The current direction capitalism is going is politically unsustainable - Very good article

Article here

Democracy And Capitalism May Be Headed For Divorce - Inequality is fueling global political unrest.

The article crystalizes a lot of the thoughts and concerns I’ve has about the direction capitalism is going in modernity. It’s short but very much (IMO) worth reading. If we do not change course serious troubles lie ahead.

I find it odd that he restates Trump’s position on trade as the main argument of the book and then later in the article calls Trump a fascist.
I also find it odd that the past thirty years which have seen the greatest decrease in poverty in the history of the world are referred to as a time where only the elites have benefited.
I hope the actual book is better than that summary.

Opening borders to countries with a cheaper workforce is an action which reduces inequality across the planet.

Imagine if the government tried to establish a law saying that certain jobs, schools, locales, etc. were going to be solely the provenance of the wealthy and others would be limited solely to the rest of society, and generally constrain the means by which these two groups could cooperate and intermix. Just proposing the idea would get you laughed off the stage. And, if instituted, do you think that this would be a law which improved or diminished the relationship and income disparity between these two groups?

Domestic income inequality may be an issue in the US and Europe in the future, but I do not believe that this has anything to do with internationalization. Most complaints about globalization seem to stem from people who have been put out of work due to it, or fear such a thing. But, factually, the employment rate has been unperturbed by it.

There are reasons to not open trade and borders to various nations. For example, these:

  1. Maintaining a Democratic/Capitalist economy requires a certain amount of cultural continuation from generation to generation. Most countries which try to embrace one or both of these features for the first time end up doing it wrong and going off the rails. If you swamped the country with too many people from another culture, it might wreak havoc on the nation. (As of yet, this has never occurred that I know of. But it is a theoretic worry.)

  2. Brain drain from the source economies can cause those countries to fail to develop despite the incoming capital. (Puerto Rico, Mexico)

  3. Dumping money into countries where they don’t really practice Democracy and Capitalism can just help fuel the insanity. (See the Middle East)

There is almost nothing which all economists agree on. The main exception is on the subject of global trade. Almost without exception economist agree that free trade leads to innumerable benefits to all countries that participate poor and rich alike.
Indeed even if one side has enacted numerous trade barriers it behooves the other side to lower them to the maximum amount possible.

American immigrants wreaked havoc on the Mexican territories of Texas and California, and the Kingdom of Hawaii. British and Dutch immigrants wreaked havoc on the Bantu nations of southern Africa. Franks, Goths, Vandals, and Lombards wreaked havoc on Rome.

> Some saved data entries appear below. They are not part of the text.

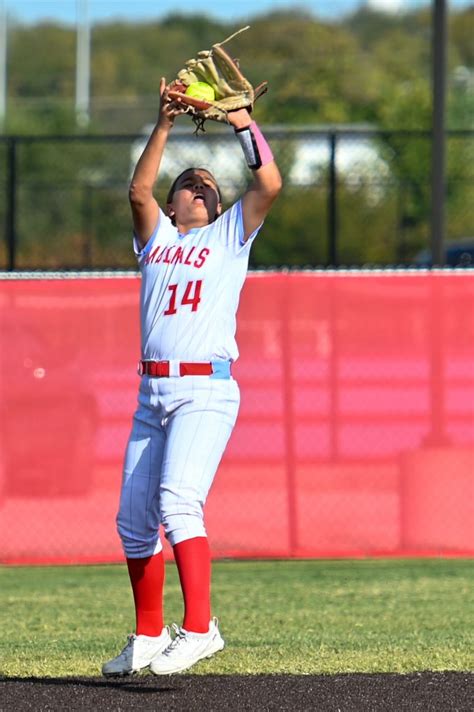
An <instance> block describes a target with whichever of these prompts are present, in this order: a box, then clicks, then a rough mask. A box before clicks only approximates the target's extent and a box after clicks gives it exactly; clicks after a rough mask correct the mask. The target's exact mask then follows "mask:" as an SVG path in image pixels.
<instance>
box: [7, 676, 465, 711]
mask: <svg viewBox="0 0 474 712" xmlns="http://www.w3.org/2000/svg"><path fill="white" fill-rule="evenodd" d="M473 683H474V674H472V673H463V672H444V673H431V672H423V673H414V674H410V675H395V674H373V675H368V674H345V675H207V676H199V675H178V676H174V677H166V678H156V677H153V676H151V675H147V676H140V677H132V678H126V679H117V680H113V681H111V680H105V679H104V678H98V677H94V678H5V677H0V710H1V712H22V711H23V710H35V711H37V712H42V711H43V710H51V711H53V710H61V711H62V712H63V711H67V712H75V711H76V710H113V711H114V712H125V710H127V711H128V710H142V711H147V710H159V709H166V711H167V712H172V711H174V710H179V711H180V712H194V711H197V712H200V711H201V710H205V711H206V712H217V711H218V710H219V712H220V711H221V710H261V711H262V712H266V710H268V711H270V710H271V711H273V710H275V711H276V710H291V711H292V712H303V711H304V710H314V711H316V712H359V711H360V712H383V711H385V710H386V711H387V712H388V711H390V712H404V711H405V710H406V712H417V711H418V710H419V711H420V712H449V711H453V712H454V711H455V712H472V710H473V708H474V684H473Z"/></svg>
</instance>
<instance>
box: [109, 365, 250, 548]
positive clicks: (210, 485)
mask: <svg viewBox="0 0 474 712" xmlns="http://www.w3.org/2000/svg"><path fill="white" fill-rule="evenodd" d="M239 403H240V393H239V387H238V385H237V383H236V381H234V380H233V379H232V378H230V379H213V378H209V377H208V376H184V377H181V378H151V377H149V376H142V378H141V383H140V389H139V394H138V407H137V410H136V412H135V415H134V419H133V426H132V431H131V433H130V438H129V441H128V445H127V449H126V452H125V461H124V470H123V479H122V490H121V495H120V507H119V512H118V514H117V530H118V533H119V535H120V538H121V540H122V545H123V548H124V552H125V555H126V556H127V557H128V558H145V557H148V556H152V555H153V554H156V553H158V552H159V551H160V550H161V549H162V544H161V541H160V537H159V526H160V524H162V526H163V529H164V533H165V536H166V538H167V539H168V541H169V542H170V544H171V545H172V546H174V545H175V544H178V543H179V542H180V541H185V540H186V539H192V538H194V537H197V536H206V530H205V528H204V522H203V507H204V503H205V501H206V498H207V495H208V492H209V489H210V487H211V485H212V482H213V479H214V476H215V474H216V471H217V468H218V466H219V462H220V460H221V458H222V455H223V453H224V450H225V448H226V445H227V442H228V440H229V437H230V435H231V433H232V429H233V427H234V425H235V421H236V418H237V412H238V409H239Z"/></svg>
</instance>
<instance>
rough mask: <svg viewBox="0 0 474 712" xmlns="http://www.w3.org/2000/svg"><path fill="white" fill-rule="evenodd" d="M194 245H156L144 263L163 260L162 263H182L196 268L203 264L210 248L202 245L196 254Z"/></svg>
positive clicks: (174, 263)
mask: <svg viewBox="0 0 474 712" xmlns="http://www.w3.org/2000/svg"><path fill="white" fill-rule="evenodd" d="M196 249H197V248H196V247H195V246H191V247H182V246H181V245H171V247H162V246H161V245H158V246H157V247H155V249H154V250H152V251H151V252H150V254H149V255H148V256H147V258H146V259H145V264H147V265H149V264H158V263H159V262H163V263H164V264H168V265H173V264H182V265H188V266H192V267H197V268H198V269H199V268H200V267H202V266H203V264H204V263H205V261H206V259H207V257H208V256H209V254H210V252H211V251H210V250H209V248H207V247H203V248H202V249H201V250H199V252H198V253H197V254H195V252H196Z"/></svg>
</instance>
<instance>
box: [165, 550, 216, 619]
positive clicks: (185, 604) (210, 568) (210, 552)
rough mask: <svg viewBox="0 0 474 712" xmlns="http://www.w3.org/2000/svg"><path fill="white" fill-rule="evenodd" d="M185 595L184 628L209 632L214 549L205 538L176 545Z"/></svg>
mask: <svg viewBox="0 0 474 712" xmlns="http://www.w3.org/2000/svg"><path fill="white" fill-rule="evenodd" d="M173 552H174V558H175V560H176V565H177V567H178V573H179V580H180V582H181V589H182V591H183V598H184V620H183V628H185V630H189V631H194V632H195V633H207V631H208V630H209V621H210V618H211V552H210V550H209V542H208V540H207V538H206V537H195V538H194V539H186V541H181V542H180V543H179V544H175V546H174V547H173Z"/></svg>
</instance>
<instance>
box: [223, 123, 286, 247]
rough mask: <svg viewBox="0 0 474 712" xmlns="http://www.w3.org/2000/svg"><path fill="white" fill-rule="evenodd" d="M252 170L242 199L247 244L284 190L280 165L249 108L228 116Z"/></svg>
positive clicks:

No he does not restate Trump’s position. Wolf approvingly quotes Summers -

What they are saying is that the impact of freer trade on the people must be included in considerations of new treaties, which hasn’t been happening. It seems that the negatives are greater than economists have been saying - even if there is still a net positive.
Trump’s position, such as it is, is to impose tariffs to bring back manufacturing even if it makes no economic sense. Only a blithering idiot would think it makes sense for Apple to manufacture in the US. That must be one of the reasons no member of the Presidents Council of Economic Advisers back to Nixon supports Trump.

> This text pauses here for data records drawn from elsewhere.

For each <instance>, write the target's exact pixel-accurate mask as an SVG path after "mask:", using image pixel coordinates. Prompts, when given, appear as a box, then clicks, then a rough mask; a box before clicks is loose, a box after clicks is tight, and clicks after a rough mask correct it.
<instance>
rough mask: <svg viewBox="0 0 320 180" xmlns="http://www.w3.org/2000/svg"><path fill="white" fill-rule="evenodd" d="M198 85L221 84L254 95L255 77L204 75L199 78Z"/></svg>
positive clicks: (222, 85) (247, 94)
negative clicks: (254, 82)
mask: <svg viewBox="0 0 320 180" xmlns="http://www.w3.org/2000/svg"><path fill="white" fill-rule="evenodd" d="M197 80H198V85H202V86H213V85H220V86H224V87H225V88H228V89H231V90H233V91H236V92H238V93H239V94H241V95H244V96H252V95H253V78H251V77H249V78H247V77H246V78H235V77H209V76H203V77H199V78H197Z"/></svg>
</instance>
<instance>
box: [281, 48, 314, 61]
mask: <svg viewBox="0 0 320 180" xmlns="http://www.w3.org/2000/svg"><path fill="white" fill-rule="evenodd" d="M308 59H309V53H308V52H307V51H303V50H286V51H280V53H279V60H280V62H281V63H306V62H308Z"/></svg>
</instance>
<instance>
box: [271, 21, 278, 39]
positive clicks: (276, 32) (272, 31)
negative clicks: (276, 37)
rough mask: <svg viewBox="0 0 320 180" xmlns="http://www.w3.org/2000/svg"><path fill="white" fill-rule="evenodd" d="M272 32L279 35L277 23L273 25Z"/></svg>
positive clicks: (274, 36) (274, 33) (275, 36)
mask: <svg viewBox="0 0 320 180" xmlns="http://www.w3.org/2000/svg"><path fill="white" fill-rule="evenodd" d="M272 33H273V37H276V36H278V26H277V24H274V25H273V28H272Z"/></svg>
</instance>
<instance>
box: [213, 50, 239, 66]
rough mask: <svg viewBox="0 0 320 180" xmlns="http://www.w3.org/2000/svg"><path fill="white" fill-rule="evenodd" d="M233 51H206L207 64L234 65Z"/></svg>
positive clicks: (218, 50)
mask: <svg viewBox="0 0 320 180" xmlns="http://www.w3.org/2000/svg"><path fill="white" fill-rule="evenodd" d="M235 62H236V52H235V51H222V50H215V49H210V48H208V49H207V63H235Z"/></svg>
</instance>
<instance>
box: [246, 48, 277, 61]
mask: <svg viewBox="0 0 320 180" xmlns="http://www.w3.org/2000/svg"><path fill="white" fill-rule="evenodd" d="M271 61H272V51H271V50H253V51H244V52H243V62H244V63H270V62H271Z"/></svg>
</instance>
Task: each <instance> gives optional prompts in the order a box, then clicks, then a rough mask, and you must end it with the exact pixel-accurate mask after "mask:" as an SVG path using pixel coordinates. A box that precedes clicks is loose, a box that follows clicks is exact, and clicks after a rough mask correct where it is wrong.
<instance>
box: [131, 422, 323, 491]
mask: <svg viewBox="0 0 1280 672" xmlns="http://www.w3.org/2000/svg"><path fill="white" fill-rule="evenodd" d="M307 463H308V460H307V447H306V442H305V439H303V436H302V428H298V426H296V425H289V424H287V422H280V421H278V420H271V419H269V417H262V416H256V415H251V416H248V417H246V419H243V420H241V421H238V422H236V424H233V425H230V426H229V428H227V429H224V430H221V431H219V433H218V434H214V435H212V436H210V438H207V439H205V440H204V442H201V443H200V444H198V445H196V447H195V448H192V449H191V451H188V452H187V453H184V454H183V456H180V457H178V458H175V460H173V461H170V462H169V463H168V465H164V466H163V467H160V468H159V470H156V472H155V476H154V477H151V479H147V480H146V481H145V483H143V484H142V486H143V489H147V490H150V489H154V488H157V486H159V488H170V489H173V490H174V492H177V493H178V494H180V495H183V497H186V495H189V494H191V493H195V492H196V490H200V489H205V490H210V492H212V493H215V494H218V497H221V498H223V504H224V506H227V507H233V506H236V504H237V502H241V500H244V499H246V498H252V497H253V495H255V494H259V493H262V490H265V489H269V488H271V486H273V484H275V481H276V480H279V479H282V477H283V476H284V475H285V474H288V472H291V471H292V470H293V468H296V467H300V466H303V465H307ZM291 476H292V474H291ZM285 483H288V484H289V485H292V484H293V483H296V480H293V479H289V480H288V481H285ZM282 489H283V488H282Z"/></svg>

Trumps position is that we have been negotiated bad trade deals and he will negotiate better ones. He also has hyperbolic claims about the benefits of the new trade deals. The position of the book seems to me to be that the trade deals we have been negotiated are bad and we need to negotiate better ones. The details are different but not the core message.

That’s the trade deal part. And it is easy for someone who has never negotiated a trade deal in his life to think he can do better. But he has also objected to offshore manufacturing, which certainly is made easier by trade deals - but which have preceded the current round. He seems to want to slap high tariffs on products to force companies to bring manufacturing back - and no trade deal is ever going to allow that, no matter how much he yells at or insults our partners.
Do you support him on this? I don’t want to waste my time listing the zillion ways his ideas are idiotic if you do not.